To make a classification, we compute the similarity of a new observation $x_0$ to all training observations (note that $x_0$ can actually be new, or just resampled from the training data). This gives us a weight for each of the training observations' class labels; we basically weigh and sum the training observations' class labels, to obtain the predicted class for $x_0$. For an SVM with linear kernel, this looks like:

$$f(\mathbf{x}_0) = \mathrm{sgn}\left( \sum_{i=1}^n \alpha_i y_i \mathbf{x}_i \cdot \mathbf{x}_0 + b \right)$$

Note that we can see $b$ as an intercept (estimated based on training observations), and $\alpha$ as weights of the training observations ($1, \dots, n$). $\mathbf{x}_i$ (a vector of predictor variable values) and $y_i$ (taking a value of -1 or 1) are simply observed in the training sample, and $\mathbf{x}_0$ are the observed predictor variable values for the new observation.

What I want to understand in simple terms is that: Suppose I have a similarity matrix of all training examples specifying amount of similary between any(all) two examples in training sample. How Can I make a classifier or cluster based only on this information?

Let me try to explain this in simple terms, There is something called Cosine similarity which is calculated between two vectors. It is defined as the angle (theta) between two vectors.

Case 1: Let's say we have two vectors a and b and let's assume the two vectors are perpendicular to each other and so the angle between them is 90 degree, So cos-sim(a,b) = cosine(90 degrees) which is 0. This means the similarity between vectors a and b is 0. The two vectors are highly dissimilar

Another related concept is Cosine distance which is used to define how far two vectors lie from its similarity value i.e what is the distance between them. There is a beautiful mathematical proof proving cos-dist(A,B)=1−cos-sim(A,B).

For our case, cos-dist(A,B) = 1−cos-sim(A,B) = 1−0 which equals 1. This means the distance between the two vectors is at its maximum

Case 2: When theta is 0 cos-sim(a,b) = cosine(0 degrees) which is 1. This means the similarity between vectors a and b is 1. The two vectors are highly similar and now the cos-dist(A,B) = 1−cos-sim(A,B) = 1−1 which equals 0. This means the distance between the two vectors is at its minimum.
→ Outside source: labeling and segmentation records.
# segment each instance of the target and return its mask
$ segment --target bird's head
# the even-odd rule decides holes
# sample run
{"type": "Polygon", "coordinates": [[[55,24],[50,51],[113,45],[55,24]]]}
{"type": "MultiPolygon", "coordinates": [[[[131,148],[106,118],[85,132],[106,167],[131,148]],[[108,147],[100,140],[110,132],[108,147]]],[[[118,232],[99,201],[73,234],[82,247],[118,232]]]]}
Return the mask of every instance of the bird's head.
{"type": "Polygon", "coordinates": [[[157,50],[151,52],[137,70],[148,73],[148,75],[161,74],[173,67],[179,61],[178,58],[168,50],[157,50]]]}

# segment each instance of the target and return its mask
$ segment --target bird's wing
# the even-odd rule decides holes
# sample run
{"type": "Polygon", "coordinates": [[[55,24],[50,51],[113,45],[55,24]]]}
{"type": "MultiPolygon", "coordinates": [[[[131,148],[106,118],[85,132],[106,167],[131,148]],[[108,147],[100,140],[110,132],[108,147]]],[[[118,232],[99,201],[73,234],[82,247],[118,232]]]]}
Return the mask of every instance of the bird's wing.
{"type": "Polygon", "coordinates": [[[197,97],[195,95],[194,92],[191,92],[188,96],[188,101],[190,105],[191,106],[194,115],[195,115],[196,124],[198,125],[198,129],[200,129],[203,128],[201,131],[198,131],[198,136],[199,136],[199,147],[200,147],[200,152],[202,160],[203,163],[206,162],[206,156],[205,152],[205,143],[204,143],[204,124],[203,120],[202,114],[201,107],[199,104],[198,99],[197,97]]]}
Now consider each of your data point as some n-dimensional vector and someone gives you a matrix with cosine similarity values of every point with respect to every point in your data. Given that you have similarity values, you can calculate the distance between any point to any other point thereby forming clusters of points which are similar. If you have more than 2 clusters, you can work out this problem as a multiclass classification problem. Hope this clears your doubt

You can try running SVM just on this similarity matrix. But you'll then need to provide the sikikaritirs also for new data points.

Furthermore, SVMs rely on the similarities bring dot products in some vector space. If they aren't you may get inconsistencies. They may rely on the triangle inequality being satisfied for the distance function d(x,y)=sqrt(2k(x,y)-k(x,x)-k(y,y)). Although I cannot find a clear reference on whether or not this is needed. If k is a scalar product in some vector space, this obviously is satisfied.

Last but not least, SVMs are good for larger amounts of data, where you cannot afford to keep the entire similarity matrix in memory! By reducing the data set to the support vectors only, the resulting classifier will need much less memory and much less time. Much of the challenge of learning a SVM is to manage memory during training.